L’azienda di Roberto Zaltieri nel 2025 ha fatturato 9,5 milioni di euro. Il business si basa sull’acquisto e sulla vendita di pacchi Amazon a scatola chiusa.
Nell’era dell’e-commerce compulsivo, dove le persone acquistano quotidianamente oggetti di ogni genere presso negozi online, esiste un lato oscuro della logistica che per anni è rimasto nell’ombra. Molti pacchi acquistati dai consumatori non sono mai stati consegnati, altri resi non sono stati mai reclamati e alcuni stock sono rimasti invenduti nei grandi magazzini. In questo ambiente fatto di cartone e nastro adesivo, Roberto Zaltieri, un imprenditore mantovano di 62 anni, ha trovato la sua miniera d’oro.

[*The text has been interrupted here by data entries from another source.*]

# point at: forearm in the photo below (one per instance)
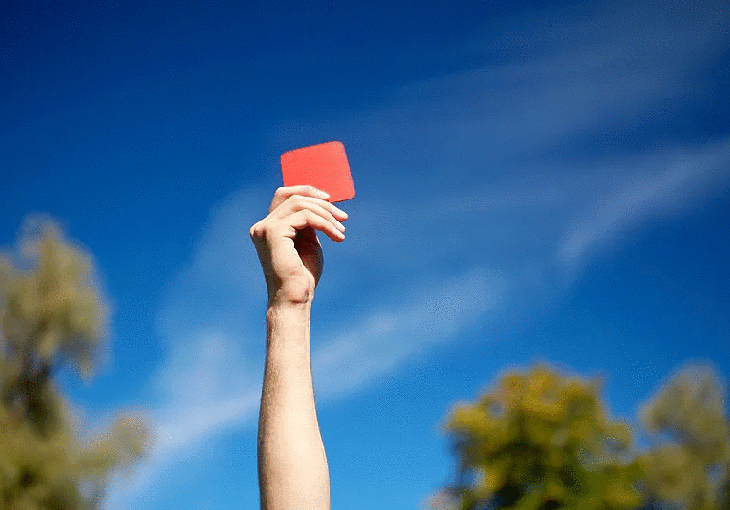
(293, 471)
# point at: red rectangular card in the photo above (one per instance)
(323, 166)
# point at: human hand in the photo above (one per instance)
(287, 245)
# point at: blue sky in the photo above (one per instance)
(539, 181)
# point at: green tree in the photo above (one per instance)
(689, 463)
(542, 440)
(52, 314)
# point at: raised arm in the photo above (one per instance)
(292, 464)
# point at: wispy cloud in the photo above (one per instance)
(478, 211)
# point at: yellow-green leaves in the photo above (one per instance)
(540, 440)
(52, 312)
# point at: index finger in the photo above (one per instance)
(283, 193)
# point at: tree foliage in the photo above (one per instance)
(52, 314)
(540, 440)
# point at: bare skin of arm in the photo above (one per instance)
(292, 464)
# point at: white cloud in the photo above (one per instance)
(469, 220)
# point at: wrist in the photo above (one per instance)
(280, 307)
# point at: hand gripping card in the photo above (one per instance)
(323, 166)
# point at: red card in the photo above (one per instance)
(323, 166)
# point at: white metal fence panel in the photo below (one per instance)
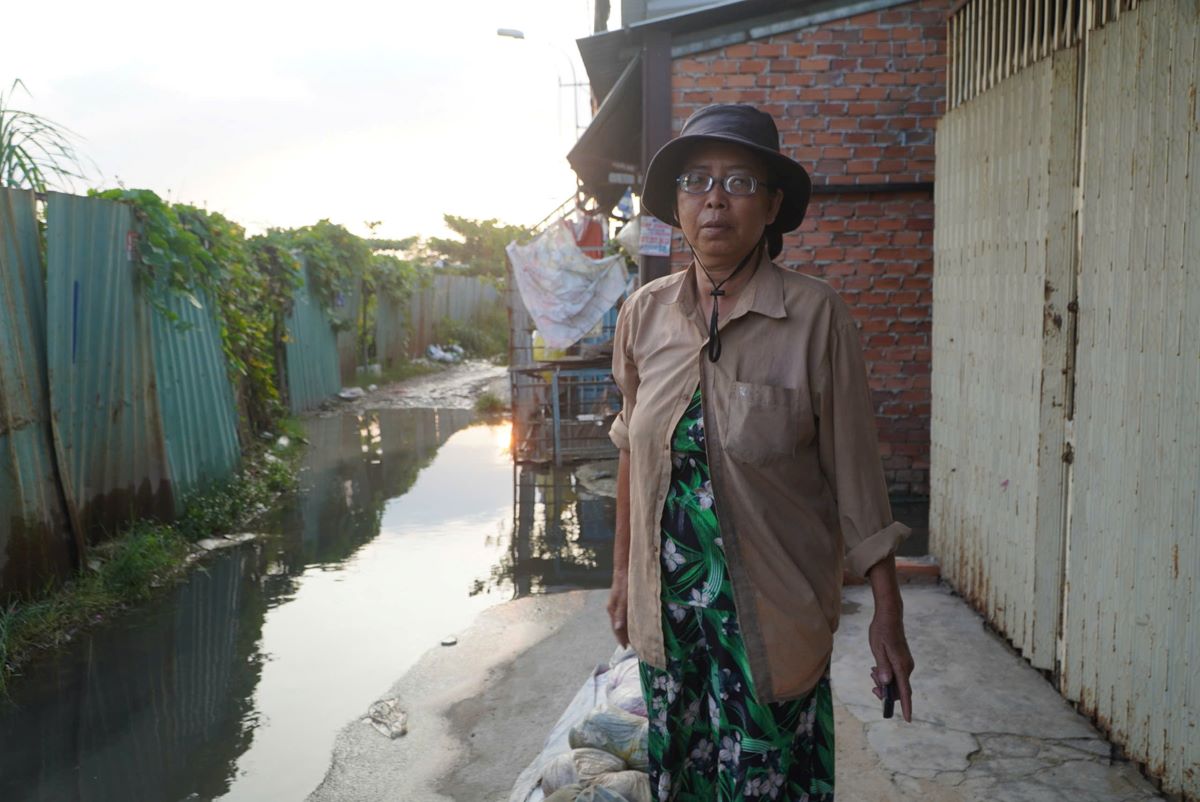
(448, 297)
(1002, 268)
(1132, 603)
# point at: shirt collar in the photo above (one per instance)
(762, 294)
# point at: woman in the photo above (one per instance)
(749, 478)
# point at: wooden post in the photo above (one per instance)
(655, 124)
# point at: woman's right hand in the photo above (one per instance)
(617, 608)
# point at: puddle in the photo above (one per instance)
(235, 683)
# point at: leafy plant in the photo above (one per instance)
(480, 251)
(335, 259)
(35, 153)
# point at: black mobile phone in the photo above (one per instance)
(891, 693)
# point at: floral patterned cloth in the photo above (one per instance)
(711, 740)
(565, 292)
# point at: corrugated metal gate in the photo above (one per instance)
(1066, 484)
(455, 298)
(35, 537)
(103, 399)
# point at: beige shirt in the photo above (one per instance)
(792, 450)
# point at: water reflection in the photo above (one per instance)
(563, 533)
(234, 684)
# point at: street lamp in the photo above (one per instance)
(515, 33)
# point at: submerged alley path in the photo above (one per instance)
(988, 728)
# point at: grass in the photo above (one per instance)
(486, 336)
(408, 369)
(489, 404)
(131, 567)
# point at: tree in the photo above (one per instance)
(35, 153)
(481, 249)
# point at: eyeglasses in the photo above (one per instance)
(702, 184)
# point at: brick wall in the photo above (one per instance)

Zaltieri ha fondato la Stock Italwear’s a Castel Goffredo, trasformando quella che per i giganti del web è una “passività logistica” in un modello di business da quasi 10 milioni di euro di fatturato annuo. La sua attività è molto semplice: lui acquista a scatola chiusa questi resi, stock o merci che non sono state reclamate né consegnate a consumatori e le rivende sempre “al buio”. La curiosità degli acquirenti e la speranza di trovare all’interno dei pacchi dei prodotti di valore o della merce rara è il carburante del business stesso.
Come è possibile generare profitti acquistando merce “al buio”? La risposta risiede in un mix di intuito commerciale, gestione dei volumi e una profonda conoscenza dei mercati secondari.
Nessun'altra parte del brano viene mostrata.